Wednesday, July 18, 2007

Prep Football

Where did all the big-time high school football talent go?

I bought the Street & Smith's College Football Yearbook for 2007 the other night, and among other things perused their list of the top high school football players in the nation.

San Diego County produced three entries. Three. Mind you, this is not a small list, like a first-team, second-team All-American sort of thing. No, there are probably 250 names. San Diego should have more than three.

The honored are El Camino WR Nelson Rosario, Mission Hills DL Jamaar Jarrett, and La Jolla Country Day K Travis Golla. Congratulations to each!

While prep football around the county remains very strong from top-to-bottom, this lack of big star-power continues a trend for the past few years. We're getting to the point now that we produce more basketball players.

So what's causing this? I can think of three reasons.

First, things like this go in cycles. Heck, it was weird enough for one school to produce Reggie Bush and Alex Smith at about the same time. Not to mention other schools in the same time-period putting out Scott White, Marcus Smith, Khalif Barnes, and Bobby Byrd, among others.

Second, a lot of players from the early-2000s in both football and baseball from around here didn't pan out when they moved on. I wonder if some of the major football schools that used to come in and snag some of our guys have backed off, and if the recruit ratings services are no longer sticking their necks out as far on our products. For example, we used to have a couple local kids starting for Big 10 teams. But Michigan CB Leon Hall, from Vista, was the last of a breed in 2006. I'm not even sure we have anyone on a Big 10 roster anymore. All the local players are strictly West Coast -- Pac-10, Mountain West, WAC -- these days.

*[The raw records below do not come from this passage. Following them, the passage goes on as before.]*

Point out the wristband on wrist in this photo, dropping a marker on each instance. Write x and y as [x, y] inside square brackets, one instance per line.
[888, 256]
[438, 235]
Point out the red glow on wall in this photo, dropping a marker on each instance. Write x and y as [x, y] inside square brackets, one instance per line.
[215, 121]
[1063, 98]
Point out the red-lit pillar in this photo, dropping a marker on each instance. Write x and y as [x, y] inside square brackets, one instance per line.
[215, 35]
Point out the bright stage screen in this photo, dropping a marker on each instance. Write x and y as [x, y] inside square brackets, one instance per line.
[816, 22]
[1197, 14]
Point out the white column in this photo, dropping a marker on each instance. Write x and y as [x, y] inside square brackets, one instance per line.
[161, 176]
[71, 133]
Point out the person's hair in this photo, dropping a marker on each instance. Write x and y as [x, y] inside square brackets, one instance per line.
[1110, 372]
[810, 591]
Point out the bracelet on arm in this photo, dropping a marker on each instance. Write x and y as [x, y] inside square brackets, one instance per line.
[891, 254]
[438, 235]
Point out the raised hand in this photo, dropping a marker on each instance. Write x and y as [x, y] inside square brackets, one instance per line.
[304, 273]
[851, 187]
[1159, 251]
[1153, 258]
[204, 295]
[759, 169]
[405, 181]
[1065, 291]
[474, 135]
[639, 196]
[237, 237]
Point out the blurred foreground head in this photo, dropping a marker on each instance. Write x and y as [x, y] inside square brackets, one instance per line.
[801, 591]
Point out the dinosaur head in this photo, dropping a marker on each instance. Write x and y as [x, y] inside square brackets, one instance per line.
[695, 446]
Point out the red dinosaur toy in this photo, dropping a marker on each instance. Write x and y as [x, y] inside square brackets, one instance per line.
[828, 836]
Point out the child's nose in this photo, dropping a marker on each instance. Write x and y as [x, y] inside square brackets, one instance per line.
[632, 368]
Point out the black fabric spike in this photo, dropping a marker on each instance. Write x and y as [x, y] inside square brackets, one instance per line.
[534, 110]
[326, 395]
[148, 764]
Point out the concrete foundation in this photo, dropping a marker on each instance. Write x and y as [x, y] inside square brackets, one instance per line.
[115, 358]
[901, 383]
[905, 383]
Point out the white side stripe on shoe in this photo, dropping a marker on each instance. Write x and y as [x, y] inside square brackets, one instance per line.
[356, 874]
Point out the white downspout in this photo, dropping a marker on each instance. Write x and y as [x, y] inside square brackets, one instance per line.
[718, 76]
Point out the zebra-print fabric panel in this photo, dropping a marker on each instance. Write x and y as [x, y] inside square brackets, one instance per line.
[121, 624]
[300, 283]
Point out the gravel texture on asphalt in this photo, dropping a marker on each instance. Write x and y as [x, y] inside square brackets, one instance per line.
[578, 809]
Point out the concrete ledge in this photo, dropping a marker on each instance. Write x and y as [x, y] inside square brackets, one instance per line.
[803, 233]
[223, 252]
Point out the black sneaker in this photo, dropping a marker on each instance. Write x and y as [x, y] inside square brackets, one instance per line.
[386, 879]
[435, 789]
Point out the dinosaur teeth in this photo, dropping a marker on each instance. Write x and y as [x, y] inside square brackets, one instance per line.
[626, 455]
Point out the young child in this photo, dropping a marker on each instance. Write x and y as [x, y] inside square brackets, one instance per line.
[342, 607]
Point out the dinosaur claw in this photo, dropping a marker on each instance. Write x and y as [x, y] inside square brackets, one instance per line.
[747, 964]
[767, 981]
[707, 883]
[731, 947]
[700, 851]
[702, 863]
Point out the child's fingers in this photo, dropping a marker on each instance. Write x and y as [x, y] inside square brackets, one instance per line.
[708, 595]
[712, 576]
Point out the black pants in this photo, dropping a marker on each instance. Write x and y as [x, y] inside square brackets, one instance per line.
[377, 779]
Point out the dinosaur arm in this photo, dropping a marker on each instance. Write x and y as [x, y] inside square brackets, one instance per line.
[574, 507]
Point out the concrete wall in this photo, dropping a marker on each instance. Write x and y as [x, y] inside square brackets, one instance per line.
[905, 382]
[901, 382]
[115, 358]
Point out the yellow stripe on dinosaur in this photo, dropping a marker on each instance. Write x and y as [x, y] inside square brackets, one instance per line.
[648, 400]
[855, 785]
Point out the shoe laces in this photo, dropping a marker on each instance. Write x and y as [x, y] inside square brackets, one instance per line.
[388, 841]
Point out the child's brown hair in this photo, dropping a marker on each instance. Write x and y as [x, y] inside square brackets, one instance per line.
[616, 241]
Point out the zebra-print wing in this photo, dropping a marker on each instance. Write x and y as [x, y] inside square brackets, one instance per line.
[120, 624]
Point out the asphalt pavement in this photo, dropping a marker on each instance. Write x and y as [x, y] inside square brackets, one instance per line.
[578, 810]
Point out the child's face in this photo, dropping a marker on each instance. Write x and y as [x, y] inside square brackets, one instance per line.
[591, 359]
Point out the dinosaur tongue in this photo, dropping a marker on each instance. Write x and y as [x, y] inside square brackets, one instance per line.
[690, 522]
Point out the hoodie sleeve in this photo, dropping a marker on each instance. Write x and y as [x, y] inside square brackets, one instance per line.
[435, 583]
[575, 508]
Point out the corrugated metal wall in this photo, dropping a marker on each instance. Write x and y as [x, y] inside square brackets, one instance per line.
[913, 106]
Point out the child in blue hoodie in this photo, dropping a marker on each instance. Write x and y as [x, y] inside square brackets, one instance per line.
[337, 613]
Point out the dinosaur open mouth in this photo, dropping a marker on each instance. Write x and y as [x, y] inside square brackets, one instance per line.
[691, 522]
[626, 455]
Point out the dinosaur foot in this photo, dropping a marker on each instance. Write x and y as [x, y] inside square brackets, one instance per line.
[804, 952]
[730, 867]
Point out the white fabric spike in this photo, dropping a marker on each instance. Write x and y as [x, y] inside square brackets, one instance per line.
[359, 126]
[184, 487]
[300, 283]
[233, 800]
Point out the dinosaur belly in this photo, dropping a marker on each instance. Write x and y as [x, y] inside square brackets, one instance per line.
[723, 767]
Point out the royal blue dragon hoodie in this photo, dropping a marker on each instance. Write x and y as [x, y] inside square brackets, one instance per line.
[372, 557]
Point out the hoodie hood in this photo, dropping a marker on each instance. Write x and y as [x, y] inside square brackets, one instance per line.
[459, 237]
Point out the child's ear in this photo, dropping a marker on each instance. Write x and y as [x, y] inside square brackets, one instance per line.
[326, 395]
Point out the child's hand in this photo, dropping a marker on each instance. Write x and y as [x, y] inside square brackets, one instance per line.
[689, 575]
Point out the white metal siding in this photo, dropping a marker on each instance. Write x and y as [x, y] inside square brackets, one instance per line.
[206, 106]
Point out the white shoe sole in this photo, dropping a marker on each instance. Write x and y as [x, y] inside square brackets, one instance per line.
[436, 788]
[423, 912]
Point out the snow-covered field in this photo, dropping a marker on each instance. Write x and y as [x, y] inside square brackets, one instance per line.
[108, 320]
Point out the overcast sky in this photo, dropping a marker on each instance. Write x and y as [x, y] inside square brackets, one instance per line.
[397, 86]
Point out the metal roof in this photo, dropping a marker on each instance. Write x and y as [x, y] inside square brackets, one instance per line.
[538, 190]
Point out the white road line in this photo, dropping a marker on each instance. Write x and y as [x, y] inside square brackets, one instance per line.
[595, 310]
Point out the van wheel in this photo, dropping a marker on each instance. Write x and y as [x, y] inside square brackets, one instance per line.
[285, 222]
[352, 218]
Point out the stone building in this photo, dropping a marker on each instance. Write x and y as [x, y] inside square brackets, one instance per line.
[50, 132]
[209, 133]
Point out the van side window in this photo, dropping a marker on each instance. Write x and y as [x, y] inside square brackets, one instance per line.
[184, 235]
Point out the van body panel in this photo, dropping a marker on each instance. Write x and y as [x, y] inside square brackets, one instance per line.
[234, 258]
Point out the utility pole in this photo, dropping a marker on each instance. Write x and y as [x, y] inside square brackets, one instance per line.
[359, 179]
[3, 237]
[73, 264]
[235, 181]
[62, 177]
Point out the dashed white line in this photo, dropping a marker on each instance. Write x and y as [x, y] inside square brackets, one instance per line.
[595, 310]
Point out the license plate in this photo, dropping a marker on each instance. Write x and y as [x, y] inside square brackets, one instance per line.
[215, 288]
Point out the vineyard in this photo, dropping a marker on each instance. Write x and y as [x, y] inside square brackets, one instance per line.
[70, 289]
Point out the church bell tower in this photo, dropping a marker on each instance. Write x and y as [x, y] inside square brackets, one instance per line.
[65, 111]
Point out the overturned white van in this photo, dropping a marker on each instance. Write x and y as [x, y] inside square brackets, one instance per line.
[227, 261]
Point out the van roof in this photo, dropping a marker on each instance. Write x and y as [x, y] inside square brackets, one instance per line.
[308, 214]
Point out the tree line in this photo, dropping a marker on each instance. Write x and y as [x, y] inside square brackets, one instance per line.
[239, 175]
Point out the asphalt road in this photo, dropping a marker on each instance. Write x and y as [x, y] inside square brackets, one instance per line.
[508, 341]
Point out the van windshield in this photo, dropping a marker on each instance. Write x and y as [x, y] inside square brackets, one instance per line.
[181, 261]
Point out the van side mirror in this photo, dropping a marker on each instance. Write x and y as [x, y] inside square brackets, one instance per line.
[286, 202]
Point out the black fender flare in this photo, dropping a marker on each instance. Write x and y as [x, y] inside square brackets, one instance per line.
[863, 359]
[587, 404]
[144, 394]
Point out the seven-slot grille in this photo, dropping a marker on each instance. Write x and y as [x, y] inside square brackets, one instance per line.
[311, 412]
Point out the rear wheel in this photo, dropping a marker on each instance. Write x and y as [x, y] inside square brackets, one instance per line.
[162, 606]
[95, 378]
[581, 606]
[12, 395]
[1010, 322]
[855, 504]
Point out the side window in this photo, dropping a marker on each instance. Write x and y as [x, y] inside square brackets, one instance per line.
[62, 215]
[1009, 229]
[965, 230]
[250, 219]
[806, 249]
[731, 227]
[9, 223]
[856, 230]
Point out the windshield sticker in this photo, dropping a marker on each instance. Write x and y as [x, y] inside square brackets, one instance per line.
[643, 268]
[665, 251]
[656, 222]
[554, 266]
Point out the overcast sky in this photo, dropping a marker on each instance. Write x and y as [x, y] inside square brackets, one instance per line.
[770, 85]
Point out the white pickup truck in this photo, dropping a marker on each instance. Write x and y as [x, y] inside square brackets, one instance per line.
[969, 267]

Third, which a lot of people won't want to admit, but the gangs have simply won the tug-of-war with high school athletics. Look at what's become of Morse and Sweetwater, to begin with. Mt. Miguel, which draws from gang-plagued areas of Spring Valley, can't get anything together. In the North County, the sudden collapse of El Camino a few years ago is another example. In my day job, I'm seeing a number of North County kids drawn into gang violence who otherwise could have been fine athletes. It's a shame.